If we’re unable to do that, and if we say the Shia have to patrol the Shia areas and the Sunni the Sunni areas, we’re really talking about the de facto and perhaps the de jure division of Iraq. And if that happens, then we have a true Pandora’s box in which Iraq ends up looking like Somalia.

FEISAL ISTRABADI: We need to build state institutions.

HUSSEIN IBISH: No, I’m not actually saying that. What I am saying is that any force that is on the ground that takes the place of ISIS has to have credibility with the local population. That’s essential. That’s really…

FEISAL ISTRABADI: That’s another story.

HUSSEIN IBISH: Fine. That’s exactly what I’m…

FEISAL ISTRABADI: That, I agree with.

HUSSEIN IBISH: OK.

FEISAL ISTRABADI: That, I agree with.

JUDY WOODRUFF: Fred Wehrey, how does the U.S., in trying to manage or help oversee all this, ensure that the things happen that the three of you are describing?

FREDERIC WEHREY: Well, we don’t always have a good track record of social engineering these sorts of things.

It’s going to be very shaky. We know that many of these states compete with one another, that — within the Gulf — to say that there’s a unified Sunni bloc is a bit of a misnomer. There’s really a Sunni cold war going on right now. So it’s going to be a very delicate task. But I think much of it hinges on what goes on in Baghdad itself and the actions that the Iraqi government takes toward its own population.

JUDY WOODRUFF: And we already see it’s moving from one president, administration in this country, to the next one. The president has already said it’s going to go beyond the term — his term in office.
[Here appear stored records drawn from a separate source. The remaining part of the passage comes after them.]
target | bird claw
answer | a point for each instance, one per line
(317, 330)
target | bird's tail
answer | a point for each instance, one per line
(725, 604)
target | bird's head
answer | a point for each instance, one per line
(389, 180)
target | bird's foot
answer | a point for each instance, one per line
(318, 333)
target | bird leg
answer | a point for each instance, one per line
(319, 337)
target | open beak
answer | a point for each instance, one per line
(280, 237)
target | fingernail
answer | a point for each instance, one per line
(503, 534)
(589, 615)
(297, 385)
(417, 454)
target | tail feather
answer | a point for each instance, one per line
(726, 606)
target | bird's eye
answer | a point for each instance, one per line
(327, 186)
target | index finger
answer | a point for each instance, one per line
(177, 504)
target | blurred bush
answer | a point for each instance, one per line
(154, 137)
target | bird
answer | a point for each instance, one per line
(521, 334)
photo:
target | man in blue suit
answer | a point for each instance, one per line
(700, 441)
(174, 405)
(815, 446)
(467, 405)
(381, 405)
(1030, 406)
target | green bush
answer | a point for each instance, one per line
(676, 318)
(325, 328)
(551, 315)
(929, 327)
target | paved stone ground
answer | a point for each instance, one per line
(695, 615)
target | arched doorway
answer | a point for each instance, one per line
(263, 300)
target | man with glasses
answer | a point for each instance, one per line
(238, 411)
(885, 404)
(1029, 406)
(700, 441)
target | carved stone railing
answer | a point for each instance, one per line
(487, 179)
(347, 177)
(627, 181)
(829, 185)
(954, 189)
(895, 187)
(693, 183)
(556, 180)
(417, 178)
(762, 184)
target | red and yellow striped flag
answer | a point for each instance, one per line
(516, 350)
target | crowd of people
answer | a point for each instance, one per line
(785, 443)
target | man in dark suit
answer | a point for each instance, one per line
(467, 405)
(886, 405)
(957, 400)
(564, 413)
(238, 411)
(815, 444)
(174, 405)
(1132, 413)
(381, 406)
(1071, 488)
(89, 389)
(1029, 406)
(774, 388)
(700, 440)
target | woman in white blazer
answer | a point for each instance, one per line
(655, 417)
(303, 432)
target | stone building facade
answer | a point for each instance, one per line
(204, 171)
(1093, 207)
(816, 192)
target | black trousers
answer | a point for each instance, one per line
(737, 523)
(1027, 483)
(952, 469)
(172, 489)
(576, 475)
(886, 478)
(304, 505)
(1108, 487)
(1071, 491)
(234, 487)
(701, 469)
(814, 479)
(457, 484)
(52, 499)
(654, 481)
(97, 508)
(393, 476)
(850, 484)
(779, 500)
We thank you, all three, Fred Wehrey, Hussein Ibish, Feisal Istrabadi. We appreciate it.

FEISAL ISTRABADI: Thank you.

HUSSEIN IBISH: Thank you very much.

This interview was originally published on PBS NewsHour.

Carnegie does not take institutional positions on public policy issues; the views represented herein are those of the author(s) and do not necessarily reflect the views of Carnegie, its staff, or its trustees.